Depending on what you are trying to model, it may or may not be correct to do so.
Training on an imbalanced dataset will generally make your model overfit those elements that appear more often, which leads to bias towards those ones at best or no understanding of the underrepresented samples at worst. If you are trying to model the natural occurrences of some information, then an unbalanced dataset in essence has a prior probability applied to it already, so the resulting bias may be desired. In these cases, the number of elements per class, say, is part of the actual information. Such a bias can be (un-)modeled artificially too, however, e.g. by applying a scaling factor for classification (e.g. through class weights), etc. To avoid such bias, boosting and ensemble methods such as Xgboost (or Adaboost in more trivial cases) or just Random Forests work relatively well.
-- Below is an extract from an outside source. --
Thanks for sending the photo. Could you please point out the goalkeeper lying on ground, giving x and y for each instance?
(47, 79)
If you have the time, k-fold cross validation can help reducing the error further.
To make sure every sample is adequately represented, you may choose to oversample the underrepresented classes or undersample the overrepresented ones. In order to determine correct likelihoods, make sure to capture the prior distribution as well and use it to shape the posterior. Data augmentation may help you if the number of samples is low; depending on your case, synthetic data generation might be a good approach. You could try, say, training a GAN only on the underrepresented samples and use that to generate more - as in idea: train it on all available data first, then change the discriminator loss to force it to forge and recognize the underrepresented classes only. Without entering the Deep Learning domain, techniques such as SMOTE or ADASYN may work. Both are available in the imblearn
Python package which builds on scikit-learn.
Lastly, carefully selecting the loss metric may help. You can find more (and more detailed) information in papers such as Survey on deep learning with class imbalance.